Introduction

Pain relief and improved walking ability are primary objectives of total knee arthroplasty (TKA) [28]. Range of motion (ROM) is another capital post-operative target, as it influences many activities. A minimum range of knee flexion of 90° is essential to daily activities with about 67° required in swing phase, 83° in climbing stairs, 90° in descending stairs, and 93° in rising from a chair [21]. While surgeons can be confident that TKA can relieve pain, the relationship between surgery and an improved ROM is less consistently established. Numerous factors, including patient anatomy, preoperative functional status, surgical techniques, or implant designs have been in this regard investigated [20]. Among these factors, the Preoperative Active Flexion (PreAF) has been strongly and repeatedly correlated with the Postoperative Active Flexion (PostAF) [13, 18, 19]. The implication of factors such as age, weight, body mass index (BMI), Knee Society Score, and type of disease have also been reported with less robustness [19, 27]. The surgical technique and the post-operative rehabilitation protocol are likewise presumed to affect the final knee ROM [1, 25]. Each design of TKA implant has its own characteristics that may also influence the ROM. Identifying the determinants of flexion associated with each specific TKA design is therefore crucial to help surgeons in optimizing their chances to reach a satisfactory functional result.

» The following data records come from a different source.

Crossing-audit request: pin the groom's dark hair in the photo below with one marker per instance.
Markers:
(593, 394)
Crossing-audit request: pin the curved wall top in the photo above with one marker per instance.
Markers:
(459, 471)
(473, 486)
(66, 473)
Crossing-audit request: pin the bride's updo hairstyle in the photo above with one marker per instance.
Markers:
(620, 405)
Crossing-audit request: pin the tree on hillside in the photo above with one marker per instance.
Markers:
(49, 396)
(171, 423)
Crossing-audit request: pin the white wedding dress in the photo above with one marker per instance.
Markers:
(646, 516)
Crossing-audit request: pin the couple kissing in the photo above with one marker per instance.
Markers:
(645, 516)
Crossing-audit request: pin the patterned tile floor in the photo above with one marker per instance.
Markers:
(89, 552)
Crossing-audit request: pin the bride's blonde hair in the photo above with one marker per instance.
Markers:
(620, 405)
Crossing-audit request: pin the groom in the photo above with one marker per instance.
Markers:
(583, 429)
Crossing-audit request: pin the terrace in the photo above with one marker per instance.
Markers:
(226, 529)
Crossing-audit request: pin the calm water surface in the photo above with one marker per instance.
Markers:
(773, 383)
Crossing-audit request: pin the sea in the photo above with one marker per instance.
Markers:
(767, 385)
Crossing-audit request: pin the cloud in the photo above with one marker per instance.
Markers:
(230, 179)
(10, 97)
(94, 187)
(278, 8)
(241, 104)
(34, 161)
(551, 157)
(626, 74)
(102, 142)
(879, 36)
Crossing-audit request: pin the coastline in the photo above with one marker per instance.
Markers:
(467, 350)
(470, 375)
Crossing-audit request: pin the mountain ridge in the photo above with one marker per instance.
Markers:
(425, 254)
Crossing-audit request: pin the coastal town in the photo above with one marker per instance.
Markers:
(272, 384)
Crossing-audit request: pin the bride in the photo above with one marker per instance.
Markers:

Recently, midterm functional and survivorships results of the rotating concave–convex ®(ROCC) TKA (Biomet, Valence, France) have been published [3], yet focusing on the type of fixation. The design of this original cruciate-sacrificing implant with rotating platform is compatible with a high posterior condylar offset [2] that is meant to allow flexing kinematics closed to a physiological situation. No study has analysed yet by way of strong statistical models all the determinants of flexion according to this specific TKA implant. The aim of this study was to investigate predictors affecting post-operative midterm active flexion using the ROCC knee prosthesis.

Materials and methods

Four hundred and eighty-four consecutive patients (584 knees) receiving a ROCC between January 2001 and January 2008 were eligible for this study. Inclusion criteria were primary and secondary (rheumatoid arthritis, necrosis, trauma) knee osteoarthritis. Revisions were excluded. Baseline recorded characteristics of patients were past medical history (including a “depression” criterion, as diagnosed by the general practitioner, either based on a “mild depression” cut-off from the second version of the Beck Depression Inventory or for receiving antidepressants or anxiolytics for that purpose), physical exam, and functional impairment references.

All operative procedures were performed by one surgeon (MB), using a medial parapatellar approach (537 knees), except when a lateral approach had been previously used (47 knees), in order to reduce skin necrosis risks. No tourniquet was used. The technique consisted in both tibial and femoral measured resections perpendicular to the mechanical axis, avoiding overcorrection while closely restoring both the tibio- and patellofemoral joint lines. Collateral ligaments were carefully balanced, then rotation of the femoral component was defined parallel to the trans-epicondylar axis. Hydroxyapatite-coated femoral components were cementless press fitted whenever the primary stability was sufficient (560 knees), considering no macroscopic motion under a vigorous manipulation of the knee. A randomization designated either an HA-coated (286 knees) or a cemented tibial component (298 knees), as defined for a contemporary study. The decision to resurface the patella was based on the severity of patellofemoral symptoms [11]. It was resurfaced for 415 knees, using an anatomical rotating HA-coated component. Patellar tracking was assessed by the operator during surgery with the no thumb technique [8, 10]. Tracking was binary graded as optimal or not (defined by a lateral residual subluxation, after having received all the appropriate corrections including a lateral release). Post-operative care included daily 40 mg of enoxaparin until day 30, and painkillers represented by an immediate wound infiltration with 300 cc ropivacaine 0.2 %, in addition to ketoprofen 300 mg/day, tramadol 300 mg/day and paracetamol 3 g/day. Full weight bearing was allowed from the day of operation. Rehabilitation involved accelerated active and passive knee flexion exercises and muscle strengthening.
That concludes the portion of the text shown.